Monitor servers
The monitoring feature is bundled with the AI Infrastructure - Metal Cloud service.
Collecting and visualizing metrics, logs, and events helps you identify potential issues and optimize future workloads. You can choose the observability solution that best fits your needs.

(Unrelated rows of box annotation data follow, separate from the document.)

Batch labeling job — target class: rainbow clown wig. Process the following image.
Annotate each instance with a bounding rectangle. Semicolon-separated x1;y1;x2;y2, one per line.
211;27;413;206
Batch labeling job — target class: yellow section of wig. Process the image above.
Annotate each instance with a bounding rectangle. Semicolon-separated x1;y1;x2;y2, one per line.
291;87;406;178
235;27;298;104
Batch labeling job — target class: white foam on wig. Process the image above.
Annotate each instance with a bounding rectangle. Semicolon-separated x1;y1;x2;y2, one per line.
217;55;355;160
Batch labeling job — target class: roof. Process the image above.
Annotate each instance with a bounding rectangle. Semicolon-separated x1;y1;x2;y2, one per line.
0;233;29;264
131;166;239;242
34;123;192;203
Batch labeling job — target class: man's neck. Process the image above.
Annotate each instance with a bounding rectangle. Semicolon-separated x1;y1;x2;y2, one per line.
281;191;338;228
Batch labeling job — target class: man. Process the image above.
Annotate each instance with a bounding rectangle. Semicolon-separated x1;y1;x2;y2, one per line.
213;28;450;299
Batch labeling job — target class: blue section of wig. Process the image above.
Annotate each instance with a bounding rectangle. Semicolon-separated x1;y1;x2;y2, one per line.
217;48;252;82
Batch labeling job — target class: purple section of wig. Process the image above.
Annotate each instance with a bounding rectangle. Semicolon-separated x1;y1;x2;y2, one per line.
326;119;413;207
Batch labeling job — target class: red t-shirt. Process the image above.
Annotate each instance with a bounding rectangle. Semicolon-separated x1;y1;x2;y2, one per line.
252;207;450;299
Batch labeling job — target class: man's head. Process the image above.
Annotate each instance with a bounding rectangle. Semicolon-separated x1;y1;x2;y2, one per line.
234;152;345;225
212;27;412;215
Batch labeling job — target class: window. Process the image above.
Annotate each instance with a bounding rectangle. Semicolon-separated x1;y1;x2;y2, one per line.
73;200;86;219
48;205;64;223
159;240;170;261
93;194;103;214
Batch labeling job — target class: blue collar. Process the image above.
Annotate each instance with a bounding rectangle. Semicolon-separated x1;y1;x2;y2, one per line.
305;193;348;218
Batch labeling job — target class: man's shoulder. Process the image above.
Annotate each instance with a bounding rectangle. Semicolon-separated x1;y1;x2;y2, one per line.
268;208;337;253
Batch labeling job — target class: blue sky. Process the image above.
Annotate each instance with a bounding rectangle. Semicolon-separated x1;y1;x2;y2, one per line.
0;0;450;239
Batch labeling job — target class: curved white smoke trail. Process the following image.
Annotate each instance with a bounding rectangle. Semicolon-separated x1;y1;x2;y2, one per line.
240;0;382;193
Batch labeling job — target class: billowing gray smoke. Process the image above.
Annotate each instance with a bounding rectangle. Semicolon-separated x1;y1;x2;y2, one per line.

| Metrics | Cluster (same VPC) | Single server |
|---|---|---|
| Total nodes and nodes down | ✔ | |
| GPU model, driver, CUDA version | ✔ | |
| Control state | ✔ | |
| Uptime | ✔ | |
| Total GPUs and GPUs down | ✔ | ✔ |
| GPU utilization | ✔ | ✔ |
| GPU memory | ✔ | ✔ |
| CPU utilization | ✔ | ✔ |
| System memory | ✔ | ✔ |
| Root storage usage | ✔ | ✔ |
| Local disk usage | ✔ | ✔ |
| Per-GPU details: Power consumption, temperature, GPU utilization, VRAM usage | ✔ | |
| Network bandwidth Inbound/Outbound | ✔ | ✔ |
| Network packets sent and received | ✔ | ✔ |
| Network error rate receive/send | ✔ | |
| System fan speed | ✔ | |
| System voltage | ✔ | |
| Common alerts | ✔ |